Article 220 is for computing the load for a facility. 215.2(A)(1) and 230.42(A) deal with choosing ampacity of conductors to feed that computed load. So they are not dealing exactly with the same principle. Best to think about it as 2 separate steps in a process of designing say, a service.

215.2(A)(1) General. Feeder conductors shall have an ampacity not less than required to supply the load as computed in Parts II, III, and IV of Article 220...
And it says the same type of thing in the beginning of 230.42(A) :)
 

john m. caloggero

Senior Member
Re: Sizing feeders for continuous and noncontinuous loads

The requirements for "continuous loads" last appeared in 1996 NEC, Section 220-3. It has been deleted since the additional 25% was not a true load value. The requirements are found in the other articles for sizing the conductors and the overcurrent devices. Refer to 215.3 Overcurrent Protection, Section 230.42(A)(1), and 210.19(A)(1)where the continuous loads and non-continuous loads are addressed. The size of the overcurrent devices and wire size are determined by the preceeding rules.
 

radiopet

Senior Member
Location
Spotsylvania, VA
Re: Sizing feeders for continuous and noncontinuous loads

You need to make sure you keep the two different calculations just that...different.

When sizing for the service you calculate it using guidelines of 220.

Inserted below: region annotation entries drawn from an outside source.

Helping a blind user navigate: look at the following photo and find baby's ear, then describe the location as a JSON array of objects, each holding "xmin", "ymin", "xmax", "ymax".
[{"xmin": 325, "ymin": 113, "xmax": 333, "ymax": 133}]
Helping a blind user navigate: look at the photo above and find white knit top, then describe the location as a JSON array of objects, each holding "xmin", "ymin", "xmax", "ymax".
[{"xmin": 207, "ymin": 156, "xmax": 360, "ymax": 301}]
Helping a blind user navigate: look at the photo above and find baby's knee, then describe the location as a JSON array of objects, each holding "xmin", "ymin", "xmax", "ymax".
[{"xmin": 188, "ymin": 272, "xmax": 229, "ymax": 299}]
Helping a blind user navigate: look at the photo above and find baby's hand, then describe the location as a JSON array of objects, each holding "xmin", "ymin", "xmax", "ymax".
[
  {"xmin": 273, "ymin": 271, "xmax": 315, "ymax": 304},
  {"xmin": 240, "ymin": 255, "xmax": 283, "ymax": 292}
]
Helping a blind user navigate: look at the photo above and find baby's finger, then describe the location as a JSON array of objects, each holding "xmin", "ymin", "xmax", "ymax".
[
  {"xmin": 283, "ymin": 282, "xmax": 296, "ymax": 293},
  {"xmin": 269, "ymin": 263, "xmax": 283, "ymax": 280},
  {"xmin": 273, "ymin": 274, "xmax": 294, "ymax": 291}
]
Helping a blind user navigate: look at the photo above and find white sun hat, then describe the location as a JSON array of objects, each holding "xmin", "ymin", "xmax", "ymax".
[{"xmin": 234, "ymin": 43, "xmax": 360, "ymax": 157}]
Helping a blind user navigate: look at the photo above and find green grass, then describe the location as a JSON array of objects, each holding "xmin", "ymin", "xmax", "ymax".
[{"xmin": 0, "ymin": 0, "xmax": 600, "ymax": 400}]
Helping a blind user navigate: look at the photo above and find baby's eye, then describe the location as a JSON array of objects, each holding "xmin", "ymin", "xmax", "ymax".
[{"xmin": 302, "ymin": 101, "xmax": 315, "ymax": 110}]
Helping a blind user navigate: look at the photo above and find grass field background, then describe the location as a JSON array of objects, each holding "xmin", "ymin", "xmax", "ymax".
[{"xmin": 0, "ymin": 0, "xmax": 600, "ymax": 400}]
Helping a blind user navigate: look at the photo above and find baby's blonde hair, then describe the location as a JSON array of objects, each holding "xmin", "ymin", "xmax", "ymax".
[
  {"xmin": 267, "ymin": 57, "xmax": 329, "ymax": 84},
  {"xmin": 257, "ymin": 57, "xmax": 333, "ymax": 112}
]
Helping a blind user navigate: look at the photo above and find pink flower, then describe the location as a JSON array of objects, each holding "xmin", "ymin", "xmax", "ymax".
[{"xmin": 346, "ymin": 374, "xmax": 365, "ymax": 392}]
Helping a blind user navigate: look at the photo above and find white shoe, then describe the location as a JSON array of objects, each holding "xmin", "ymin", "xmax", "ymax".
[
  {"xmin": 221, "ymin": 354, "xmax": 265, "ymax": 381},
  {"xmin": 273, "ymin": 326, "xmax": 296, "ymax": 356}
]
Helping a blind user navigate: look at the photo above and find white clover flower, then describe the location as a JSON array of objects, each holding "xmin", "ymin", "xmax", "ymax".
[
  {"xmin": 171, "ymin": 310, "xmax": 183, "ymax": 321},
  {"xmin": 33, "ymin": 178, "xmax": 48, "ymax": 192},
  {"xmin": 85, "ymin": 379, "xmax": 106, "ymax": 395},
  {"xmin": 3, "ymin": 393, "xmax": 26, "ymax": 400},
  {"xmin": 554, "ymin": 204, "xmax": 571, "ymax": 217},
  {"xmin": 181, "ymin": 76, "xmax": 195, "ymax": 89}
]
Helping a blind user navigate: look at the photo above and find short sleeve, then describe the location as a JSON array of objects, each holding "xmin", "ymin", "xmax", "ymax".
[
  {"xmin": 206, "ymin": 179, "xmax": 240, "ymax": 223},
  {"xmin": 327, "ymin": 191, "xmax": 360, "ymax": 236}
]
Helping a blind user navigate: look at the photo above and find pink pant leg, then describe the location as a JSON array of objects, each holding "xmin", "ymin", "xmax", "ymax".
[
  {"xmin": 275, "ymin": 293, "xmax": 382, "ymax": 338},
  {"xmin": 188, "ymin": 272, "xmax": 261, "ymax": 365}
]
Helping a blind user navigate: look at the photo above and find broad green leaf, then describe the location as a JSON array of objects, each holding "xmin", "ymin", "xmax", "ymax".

In the lastest codes the Continuous impact is now felt in the indivisual calculations rather than in the old method. Simply calculate the service and using the guidelines of 220 will compensate for the requirements because the continuous loads are now configured in the actual branch feeders calcs and so on.
 

gporter

Member
Location
NW Pennsylvania
Re: Sizing feeders for continuous and noncontinuous loads

Thanks for the replys--however

I?m still not certain what load to use. I?m trying to determine if an existing building has a large enough feeder to be able to add a new load. It seems to me that article 220 recognizes that there will be some diversity of loads, and lets you use a smaller feeder because not everything will be on at once. However, if I calculate the load on the feeder using the installed branch circuit loads (non-continuous plus 125% continuous) I get a much higher load ? because of this 125% factor. It seems like this would happen for any service or feeder designed using article 220 loads ? when you analyze the finished installation using 125% continuous plus non-continuous, you will be overloaded!

gp
 

wirenut1980

Senior Member
Location
Plainfield, IN
Re: Sizing feeders for continuous and noncontinuous loads

gporter, I think everyone thought you were talking about designing a new service or feeder, but given this new information, I agree that the Article 220 calculations and actual demand will be very different from one another. As you know, adding loads to an existing building requires that you have a very good idea of what the existing peak loading is. I think I am getting in over my head. :eek:
 

petersonra

Senior Member
Location
Northern illinois
Occupation
engineer
Re: Sizing feeders for continuous and noncontinuous loads

There are also times when you need to use common sense in thinking these things through. A lot of times, you are either close to the max load on a panel board, or no where need its capacity.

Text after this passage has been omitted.